Włoski trener o Kamilu Semeniuku. „Ma dużo szczęścia”
Sir Safety Perugia radzi sobie bardzo dobrze od początku sezonu. Po siedmiu meczach zajmuje pierwsze miejsce z 21 pkt na koncie. We włoskim zespole występuje dwóch Polaków – Wilfredo Leon i Kamil Semeniuk oraz Kamil Rychlicki, który ma polskie korzenie.
To nie są jedyne polskie akcenty w tym zespole. Trenerem Sir Safety Perugii jest Andrea Anastasi, który 3 lutego 2011 decyzją Zarządu PZPS został wybrany na trenera męskiej siatkarskiej reprezentacji Polski. Prowadził ją do 24 października 2013 roku, kiedy został zwolniony z tej funkcji, po kiepskich występach na mistrzostwach Europy. Ponadto w latach 2014-2019 trenował Trefla Gdańsk, a w 2019-2022 Projektu Warszawa.
Andrea Anastasi: Chcemy wygrać wszystko
Dziennikarze TVP Sport porozmawiali z Andreą Anastasim o celach na obecny sezon. – Mamy ambicje i chcemy wygrać wszystko – podkreślił. Zawodnicy Sir Safety Perugii wygrali już Superpuchar Włoch, zajmują pierwsze miejsce w lidze, a ponadto wezmą udział w Klubowych Mistrzostwach Świata zamiast ZAKSY Kędzierzyn-Koźle.
Mamy świetną drużynę, wiele motywacji. Naszymi przeciwnikami będą świetne zespoły. Poza tym walczymy o każdy punkt w krajowych mistrzostwach. Kalendarz jest szalony. Musimy więc być skupieni jak najbardziej na bieżących celach – przyznał.
Andrea Anastasi o Kamilu Semeniuku
Przed trwającym sezonem do drużyny dołączył Kamil Semeniuk, który miał za sobą wspaniałe sukcesy z reprezentacją i ZAKSĄ Kędzierzyn-Koźle. Andrea Anastasi przyznał, że jest pod wrażeniem i kocha jego nastawienie do pracy, bo nigdy nie narzeka i zawsze daje z siebie wszystko.

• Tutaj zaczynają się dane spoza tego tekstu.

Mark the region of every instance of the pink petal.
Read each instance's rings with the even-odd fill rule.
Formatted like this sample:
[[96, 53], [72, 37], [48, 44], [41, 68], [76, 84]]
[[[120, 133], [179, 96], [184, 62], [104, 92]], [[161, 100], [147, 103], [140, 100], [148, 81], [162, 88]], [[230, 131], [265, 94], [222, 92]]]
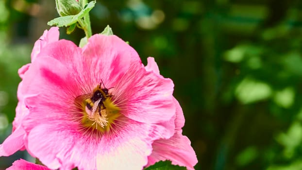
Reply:
[[53, 58], [41, 56], [27, 73], [22, 87], [28, 94], [24, 102], [30, 112], [22, 122], [26, 129], [51, 120], [70, 120], [68, 113], [75, 107], [74, 99], [80, 92], [65, 66]]
[[[67, 126], [68, 126], [67, 128]], [[73, 135], [74, 132], [68, 130], [74, 127], [74, 123], [63, 121], [36, 126], [28, 135], [28, 150], [51, 169], [57, 169], [63, 163], [65, 168], [71, 169], [75, 166], [70, 162], [71, 157], [73, 156], [70, 151], [76, 142], [83, 140]], [[89, 159], [86, 160], [87, 166], [93, 163], [89, 162]]]
[[157, 66], [157, 64], [155, 62], [154, 58], [149, 57], [147, 58], [147, 60], [148, 64], [145, 67], [146, 70], [148, 71], [153, 71], [154, 73], [160, 75], [158, 66]]
[[153, 72], [133, 63], [112, 90], [122, 113], [141, 122], [157, 123], [169, 120], [175, 113], [174, 85]]
[[188, 170], [194, 170], [198, 160], [195, 153], [191, 146], [190, 140], [182, 135], [181, 128], [185, 123], [185, 118], [182, 108], [176, 99], [175, 132], [169, 139], [156, 140], [152, 144], [153, 151], [148, 157], [147, 166], [161, 160], [169, 160], [172, 164], [185, 166]]
[[59, 27], [51, 27], [49, 31], [44, 31], [43, 34], [34, 43], [32, 51], [32, 62], [47, 44], [59, 40]]
[[106, 87], [115, 87], [132, 63], [140, 63], [135, 51], [115, 35], [95, 34], [83, 49], [84, 67], [79, 71], [95, 87], [102, 80]]
[[6, 170], [50, 170], [46, 167], [28, 162], [23, 159], [17, 160]]
[[98, 170], [141, 170], [158, 138], [153, 126], [129, 119], [117, 136], [102, 137], [97, 159]]
[[181, 133], [177, 132], [168, 139], [155, 140], [152, 146], [153, 151], [148, 157], [147, 166], [161, 160], [169, 160], [172, 164], [194, 170], [197, 163], [196, 155], [190, 145], [190, 140]]
[[0, 145], [0, 156], [9, 156], [24, 147], [23, 137], [25, 132], [19, 127]]
[[24, 73], [25, 73], [30, 66], [31, 66], [31, 63], [29, 63], [25, 65], [18, 70], [18, 74], [19, 74], [19, 76], [20, 76], [21, 79], [23, 79]]
[[126, 118], [120, 121], [101, 138], [71, 122], [41, 124], [30, 132], [28, 149], [51, 169], [95, 170], [97, 165], [100, 170], [141, 169], [164, 129]]

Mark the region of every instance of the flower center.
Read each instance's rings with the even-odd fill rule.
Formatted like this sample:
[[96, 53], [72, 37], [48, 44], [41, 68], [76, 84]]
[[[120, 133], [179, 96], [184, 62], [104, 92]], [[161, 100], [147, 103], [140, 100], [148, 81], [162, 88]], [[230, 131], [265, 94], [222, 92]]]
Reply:
[[80, 102], [83, 113], [81, 123], [84, 127], [97, 129], [101, 132], [109, 131], [114, 120], [120, 115], [119, 108], [112, 101], [113, 95], [109, 89], [101, 87], [101, 84], [91, 94], [78, 96], [76, 103]]

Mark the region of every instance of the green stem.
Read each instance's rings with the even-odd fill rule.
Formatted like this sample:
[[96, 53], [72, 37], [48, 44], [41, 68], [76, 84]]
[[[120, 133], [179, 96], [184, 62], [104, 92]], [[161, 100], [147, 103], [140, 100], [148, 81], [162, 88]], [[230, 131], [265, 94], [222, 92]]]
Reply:
[[91, 35], [92, 35], [92, 31], [91, 31], [91, 26], [90, 24], [90, 18], [89, 17], [89, 14], [88, 13], [87, 15], [84, 16], [84, 22], [86, 24], [86, 31], [85, 31], [85, 34], [87, 38], [89, 38]]
[[[88, 0], [82, 0], [82, 6], [84, 8], [85, 5], [88, 3]], [[83, 20], [80, 19], [79, 23], [81, 25], [83, 30], [85, 32], [85, 35], [87, 38], [89, 38], [92, 35], [92, 32], [91, 31], [91, 26], [90, 25], [90, 18], [89, 13], [85, 15], [83, 17]]]

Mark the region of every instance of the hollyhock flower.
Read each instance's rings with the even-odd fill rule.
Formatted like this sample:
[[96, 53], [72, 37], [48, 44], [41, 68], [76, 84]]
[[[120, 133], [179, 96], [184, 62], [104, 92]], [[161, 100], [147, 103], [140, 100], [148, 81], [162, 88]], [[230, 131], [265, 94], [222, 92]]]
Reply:
[[[154, 58], [148, 58], [147, 70], [152, 70], [159, 75], [159, 69]], [[159, 161], [166, 160], [172, 161], [172, 164], [186, 167], [188, 170], [194, 170], [198, 160], [195, 152], [191, 146], [190, 140], [183, 136], [182, 128], [185, 125], [185, 117], [182, 108], [177, 101], [174, 99], [176, 107], [176, 117], [175, 120], [175, 131], [173, 136], [168, 139], [160, 139], [152, 144], [153, 151], [148, 157], [146, 167], [153, 165]]]
[[23, 159], [17, 160], [6, 170], [50, 170], [46, 167], [28, 162]]
[[[48, 31], [47, 30], [44, 31], [43, 34], [34, 43], [31, 55], [32, 62], [34, 62], [41, 49], [47, 44], [58, 40], [58, 28], [52, 27]], [[19, 69], [18, 72], [21, 79], [23, 78], [24, 73], [30, 66], [30, 63], [28, 64]], [[28, 114], [29, 110], [24, 103], [24, 98], [25, 95], [22, 94], [20, 90], [23, 81], [21, 81], [18, 87], [17, 97], [19, 102], [16, 109], [16, 116], [13, 122], [13, 133], [2, 144], [0, 145], [0, 156], [9, 156], [19, 150], [25, 149], [23, 139], [26, 133], [21, 126], [21, 123], [24, 116]]]
[[25, 146], [51, 169], [140, 170], [174, 134], [173, 82], [116, 36], [48, 43], [22, 83]]

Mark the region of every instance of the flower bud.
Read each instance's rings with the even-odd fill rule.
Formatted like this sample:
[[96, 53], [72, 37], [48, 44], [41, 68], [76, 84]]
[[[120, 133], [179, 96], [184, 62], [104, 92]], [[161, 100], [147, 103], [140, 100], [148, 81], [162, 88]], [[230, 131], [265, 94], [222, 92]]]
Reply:
[[82, 7], [76, 0], [56, 0], [58, 13], [60, 16], [75, 15], [82, 10]]

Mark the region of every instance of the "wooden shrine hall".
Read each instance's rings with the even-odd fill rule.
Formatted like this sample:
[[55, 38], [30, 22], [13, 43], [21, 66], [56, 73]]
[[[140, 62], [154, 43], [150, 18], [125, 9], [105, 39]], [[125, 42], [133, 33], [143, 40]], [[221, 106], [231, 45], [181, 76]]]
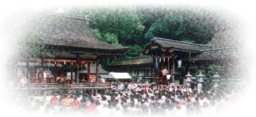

Czasami muszę go wręcz wyrzucać z hali, by nie spędzał tam całego dnia. Ma niezwykłą siłę mentalną. Bywają mecze, które nie układają się idealnie po jego myśli, ale nawet w nich w kluczowych momentach potrafi rozstrzygnąć najważniejsze piłki – zakończył.
Anastasi o Kamilu Semeniuku: Ma dużo szczęścia
Dla Andrei Anastasiego najważniejszy fakt, że Kamil Semeniuk jest częścią drużyny i wpasował się w nią charakterologicznie. – Ma też dużo szczęścia, bo nasza ekipa jest w sporej części miksem międzynarodowym. Ma nie tylko Wilfredo, który mówi po polsku, ale również Kamila Rychlickiego, który używa waszego języka w sposób perfekcyjny – zauważył, dodając, że chyba dzięki temu, przyjmującemu było więc łatwiej wejść do drużyny.